FDA finalizes instructions for use guidance for drugs, biologics

Regulatory NewsRegulatory News
| 14 July 2022 | By Joanne S. Eglovitch 

The US Food and Drug Administration (FDA) on Thursday finalized guidance on the content and format of Instructions for Use (IFU) labeling for pharmaceutical manufacturers to help consumers understand complicated instructions for using a drug or a biologic.
 
The guidance covers human prescription drug and biological products, as well as drug-led or biologic-led combination products submitted under a new drug application (NDA) or a biologics license application (BLA). It specifies that “the IFU is written for patients (or their caregivers) who use drug products that have complicated or detailed patient-use instructions.”
 
The final version makes minor changes from the draft version that was released for comment in 2019. (RELATED: FDA drafts two new guidances on drug labeling, Regulatory Focus 1 July 2019)
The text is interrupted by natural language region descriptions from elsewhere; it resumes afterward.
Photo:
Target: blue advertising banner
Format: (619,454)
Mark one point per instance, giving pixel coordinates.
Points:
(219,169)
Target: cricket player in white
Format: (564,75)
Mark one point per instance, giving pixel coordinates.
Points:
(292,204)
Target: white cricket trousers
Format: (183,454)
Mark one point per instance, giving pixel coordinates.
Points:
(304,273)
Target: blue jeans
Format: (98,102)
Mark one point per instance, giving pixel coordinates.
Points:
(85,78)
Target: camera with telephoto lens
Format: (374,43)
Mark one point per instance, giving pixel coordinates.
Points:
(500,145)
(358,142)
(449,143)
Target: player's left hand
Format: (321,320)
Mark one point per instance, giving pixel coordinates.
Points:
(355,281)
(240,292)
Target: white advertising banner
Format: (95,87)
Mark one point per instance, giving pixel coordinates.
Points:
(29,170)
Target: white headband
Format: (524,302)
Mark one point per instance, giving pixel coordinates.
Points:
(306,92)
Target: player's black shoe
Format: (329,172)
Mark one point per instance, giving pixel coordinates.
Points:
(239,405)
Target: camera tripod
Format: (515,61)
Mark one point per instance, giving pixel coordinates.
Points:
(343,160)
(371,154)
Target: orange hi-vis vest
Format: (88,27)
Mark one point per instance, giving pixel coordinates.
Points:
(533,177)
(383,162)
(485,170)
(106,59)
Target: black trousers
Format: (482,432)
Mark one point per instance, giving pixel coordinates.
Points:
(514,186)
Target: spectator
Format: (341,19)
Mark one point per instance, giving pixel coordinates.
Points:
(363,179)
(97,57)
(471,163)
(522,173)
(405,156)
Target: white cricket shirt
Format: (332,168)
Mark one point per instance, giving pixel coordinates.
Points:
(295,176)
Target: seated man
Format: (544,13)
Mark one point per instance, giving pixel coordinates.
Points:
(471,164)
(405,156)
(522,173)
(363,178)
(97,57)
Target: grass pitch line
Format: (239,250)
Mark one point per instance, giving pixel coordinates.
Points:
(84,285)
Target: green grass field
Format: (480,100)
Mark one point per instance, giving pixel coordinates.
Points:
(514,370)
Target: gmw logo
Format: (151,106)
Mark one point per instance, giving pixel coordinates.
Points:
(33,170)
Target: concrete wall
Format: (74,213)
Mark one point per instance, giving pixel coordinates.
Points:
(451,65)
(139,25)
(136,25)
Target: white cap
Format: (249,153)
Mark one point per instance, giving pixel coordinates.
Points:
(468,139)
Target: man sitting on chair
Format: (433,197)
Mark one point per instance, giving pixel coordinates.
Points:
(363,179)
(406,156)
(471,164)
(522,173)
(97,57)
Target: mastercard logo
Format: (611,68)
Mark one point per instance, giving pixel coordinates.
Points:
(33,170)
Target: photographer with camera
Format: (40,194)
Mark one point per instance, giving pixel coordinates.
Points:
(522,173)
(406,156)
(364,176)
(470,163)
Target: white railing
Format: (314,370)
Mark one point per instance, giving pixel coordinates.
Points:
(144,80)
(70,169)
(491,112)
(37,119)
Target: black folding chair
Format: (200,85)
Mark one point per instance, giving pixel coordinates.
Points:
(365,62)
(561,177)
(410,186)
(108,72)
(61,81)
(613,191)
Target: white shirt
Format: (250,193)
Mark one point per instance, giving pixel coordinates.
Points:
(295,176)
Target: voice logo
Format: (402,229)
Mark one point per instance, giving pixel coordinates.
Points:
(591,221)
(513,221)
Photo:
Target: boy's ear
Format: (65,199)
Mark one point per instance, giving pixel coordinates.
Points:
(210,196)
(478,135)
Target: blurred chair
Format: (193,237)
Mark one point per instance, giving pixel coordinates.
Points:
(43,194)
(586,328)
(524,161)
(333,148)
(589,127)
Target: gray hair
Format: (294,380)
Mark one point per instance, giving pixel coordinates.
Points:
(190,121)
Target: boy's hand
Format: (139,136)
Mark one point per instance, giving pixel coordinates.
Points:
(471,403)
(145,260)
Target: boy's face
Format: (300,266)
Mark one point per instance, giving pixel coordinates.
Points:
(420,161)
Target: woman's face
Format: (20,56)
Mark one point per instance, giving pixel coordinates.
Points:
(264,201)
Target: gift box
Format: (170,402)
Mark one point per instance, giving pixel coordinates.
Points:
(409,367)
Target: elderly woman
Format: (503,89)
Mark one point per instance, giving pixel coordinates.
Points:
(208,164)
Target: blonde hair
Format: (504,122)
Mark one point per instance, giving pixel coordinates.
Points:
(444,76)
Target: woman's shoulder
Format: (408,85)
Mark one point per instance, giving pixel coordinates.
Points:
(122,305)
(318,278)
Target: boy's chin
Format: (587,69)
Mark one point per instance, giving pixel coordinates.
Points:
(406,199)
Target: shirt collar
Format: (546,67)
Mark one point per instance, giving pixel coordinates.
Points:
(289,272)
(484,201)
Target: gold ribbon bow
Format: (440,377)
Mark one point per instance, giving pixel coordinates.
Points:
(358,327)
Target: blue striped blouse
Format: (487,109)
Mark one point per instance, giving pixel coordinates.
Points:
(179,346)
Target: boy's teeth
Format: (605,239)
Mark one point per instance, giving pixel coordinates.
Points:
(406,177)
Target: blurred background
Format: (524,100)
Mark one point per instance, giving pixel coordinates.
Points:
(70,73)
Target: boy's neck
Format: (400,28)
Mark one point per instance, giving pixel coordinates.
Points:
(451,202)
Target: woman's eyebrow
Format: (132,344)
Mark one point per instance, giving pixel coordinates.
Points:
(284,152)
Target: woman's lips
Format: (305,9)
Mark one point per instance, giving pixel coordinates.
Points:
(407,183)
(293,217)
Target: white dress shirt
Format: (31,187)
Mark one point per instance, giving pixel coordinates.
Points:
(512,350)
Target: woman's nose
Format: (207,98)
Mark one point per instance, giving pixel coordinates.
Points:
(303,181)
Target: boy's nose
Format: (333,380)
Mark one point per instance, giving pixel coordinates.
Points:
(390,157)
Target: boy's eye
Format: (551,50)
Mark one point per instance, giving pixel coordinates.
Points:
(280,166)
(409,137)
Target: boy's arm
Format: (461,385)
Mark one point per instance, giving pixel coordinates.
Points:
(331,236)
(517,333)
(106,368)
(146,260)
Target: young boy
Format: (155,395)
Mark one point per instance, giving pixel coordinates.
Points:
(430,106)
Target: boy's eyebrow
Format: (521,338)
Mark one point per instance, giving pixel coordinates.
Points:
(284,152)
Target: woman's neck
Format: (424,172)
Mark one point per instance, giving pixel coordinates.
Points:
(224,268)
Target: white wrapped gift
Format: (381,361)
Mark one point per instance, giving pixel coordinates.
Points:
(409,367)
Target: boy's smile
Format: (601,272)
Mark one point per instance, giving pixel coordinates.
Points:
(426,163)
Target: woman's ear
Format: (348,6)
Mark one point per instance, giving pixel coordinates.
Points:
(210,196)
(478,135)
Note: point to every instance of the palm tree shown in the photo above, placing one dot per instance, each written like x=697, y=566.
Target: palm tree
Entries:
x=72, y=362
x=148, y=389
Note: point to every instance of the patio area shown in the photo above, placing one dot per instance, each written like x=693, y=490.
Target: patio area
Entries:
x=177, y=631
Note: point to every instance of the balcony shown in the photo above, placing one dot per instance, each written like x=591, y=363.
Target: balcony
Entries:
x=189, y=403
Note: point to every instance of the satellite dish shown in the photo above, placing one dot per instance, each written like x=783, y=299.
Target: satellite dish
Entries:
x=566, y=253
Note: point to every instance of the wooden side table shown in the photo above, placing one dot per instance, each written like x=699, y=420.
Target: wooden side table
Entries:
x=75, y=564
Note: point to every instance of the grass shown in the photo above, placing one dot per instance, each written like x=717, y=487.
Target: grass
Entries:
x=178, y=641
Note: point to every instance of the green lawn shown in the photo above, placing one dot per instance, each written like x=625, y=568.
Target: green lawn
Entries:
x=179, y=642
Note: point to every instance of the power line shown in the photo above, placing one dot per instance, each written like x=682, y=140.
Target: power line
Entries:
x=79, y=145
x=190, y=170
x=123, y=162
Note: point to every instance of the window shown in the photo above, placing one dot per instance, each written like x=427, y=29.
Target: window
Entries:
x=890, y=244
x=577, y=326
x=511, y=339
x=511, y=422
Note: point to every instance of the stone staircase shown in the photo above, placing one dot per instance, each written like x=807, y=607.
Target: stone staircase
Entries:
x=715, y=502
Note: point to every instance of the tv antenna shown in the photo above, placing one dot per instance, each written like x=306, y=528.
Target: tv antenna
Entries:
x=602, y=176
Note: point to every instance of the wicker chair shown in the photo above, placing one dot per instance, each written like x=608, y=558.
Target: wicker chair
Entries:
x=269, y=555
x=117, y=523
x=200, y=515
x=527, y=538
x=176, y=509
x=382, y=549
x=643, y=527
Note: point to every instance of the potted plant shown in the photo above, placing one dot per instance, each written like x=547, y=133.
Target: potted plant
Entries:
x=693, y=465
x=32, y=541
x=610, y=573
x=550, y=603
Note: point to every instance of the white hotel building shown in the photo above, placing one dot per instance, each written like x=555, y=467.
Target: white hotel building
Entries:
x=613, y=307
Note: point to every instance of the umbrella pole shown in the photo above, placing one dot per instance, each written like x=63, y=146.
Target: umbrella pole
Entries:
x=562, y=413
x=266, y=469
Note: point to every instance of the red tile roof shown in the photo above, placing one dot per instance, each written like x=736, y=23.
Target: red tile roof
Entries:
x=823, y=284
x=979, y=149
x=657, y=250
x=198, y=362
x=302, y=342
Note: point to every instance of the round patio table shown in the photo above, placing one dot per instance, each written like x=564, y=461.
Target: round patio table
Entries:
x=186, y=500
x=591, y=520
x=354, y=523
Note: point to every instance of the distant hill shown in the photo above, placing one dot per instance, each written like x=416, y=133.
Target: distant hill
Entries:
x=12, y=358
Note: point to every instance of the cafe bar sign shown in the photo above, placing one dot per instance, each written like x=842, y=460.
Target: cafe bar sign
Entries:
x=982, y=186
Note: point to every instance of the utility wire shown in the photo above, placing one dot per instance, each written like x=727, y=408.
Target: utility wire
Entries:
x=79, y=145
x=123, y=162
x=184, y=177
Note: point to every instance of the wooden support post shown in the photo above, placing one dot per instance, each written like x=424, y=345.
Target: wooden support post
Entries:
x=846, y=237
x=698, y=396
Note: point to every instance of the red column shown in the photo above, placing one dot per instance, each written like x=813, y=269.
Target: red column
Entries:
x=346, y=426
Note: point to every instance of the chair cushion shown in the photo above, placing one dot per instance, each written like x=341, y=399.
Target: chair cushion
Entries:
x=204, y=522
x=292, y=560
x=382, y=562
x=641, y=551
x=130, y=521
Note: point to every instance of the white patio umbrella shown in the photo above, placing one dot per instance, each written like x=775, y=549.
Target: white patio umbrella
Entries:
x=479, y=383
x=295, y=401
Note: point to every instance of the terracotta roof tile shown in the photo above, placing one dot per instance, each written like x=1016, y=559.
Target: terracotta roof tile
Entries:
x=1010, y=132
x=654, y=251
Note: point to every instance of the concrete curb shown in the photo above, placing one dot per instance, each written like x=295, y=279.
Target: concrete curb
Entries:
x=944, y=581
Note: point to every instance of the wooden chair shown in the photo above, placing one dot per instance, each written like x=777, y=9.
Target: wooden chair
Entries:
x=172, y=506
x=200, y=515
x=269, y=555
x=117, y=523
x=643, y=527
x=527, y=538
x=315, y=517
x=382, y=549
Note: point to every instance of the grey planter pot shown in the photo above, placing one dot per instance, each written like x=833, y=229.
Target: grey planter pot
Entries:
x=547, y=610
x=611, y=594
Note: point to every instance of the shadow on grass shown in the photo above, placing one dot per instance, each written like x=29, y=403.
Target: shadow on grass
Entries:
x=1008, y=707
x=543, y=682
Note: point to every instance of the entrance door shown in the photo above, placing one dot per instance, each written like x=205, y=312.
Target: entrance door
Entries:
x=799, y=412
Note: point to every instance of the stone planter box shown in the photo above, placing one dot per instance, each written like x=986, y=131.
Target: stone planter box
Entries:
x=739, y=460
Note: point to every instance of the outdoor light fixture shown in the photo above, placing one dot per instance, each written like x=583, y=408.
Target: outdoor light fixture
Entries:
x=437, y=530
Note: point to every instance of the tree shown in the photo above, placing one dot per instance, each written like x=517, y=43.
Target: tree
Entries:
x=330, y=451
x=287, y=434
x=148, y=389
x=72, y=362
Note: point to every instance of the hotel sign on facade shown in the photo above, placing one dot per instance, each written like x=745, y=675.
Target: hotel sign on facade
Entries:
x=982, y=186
Revisions include a more comprehensive discussion in footnote 6 on the role of human factors to inform he development of an IFU. The change was made at the request of the Combination Product Coalition (CPC).
 
“Rather than excluding HF considerations from the scope of the draft guidance ... the CPC believes that the draft guidance should allow for more supportive HF data to support IFU content or design that may vary or depart from the recommendations made in the draft guidance,” CPC wrote in its public comment.
 
The final version also adds language on labeling for drugs for self-administration. The text states, “For drugs for which self-administration may be complicated (such as requiring the patient to perform multiple steps to prepare, administer, store, and/or dispose the drug), the IFU is intended to give directions that are clear and understandable for patients, and therefore, promote the safe and effective use of that drug.”
 
The final version also adds text in the “additional information” section stating that labeling should include a phone number for reporting problems with products, and for reporting adverse reactions.
 
Additionally, it includes language advising applicants to meet with FDA during the investigational new drug (IND) phase to discuss the development of the IFU.
 
FDA also clarifies that the guidance does not apply to stand-alone devices regulated under a BLA, such as devices associated with blood collection and processing procedures. The change was made at the request of the Pharmaceutical Research and Manufacturers of America (PhRMA).
 
Other changes include modifying the title and changing the scope of the guidance from drug-device combination products to drug-led combination products.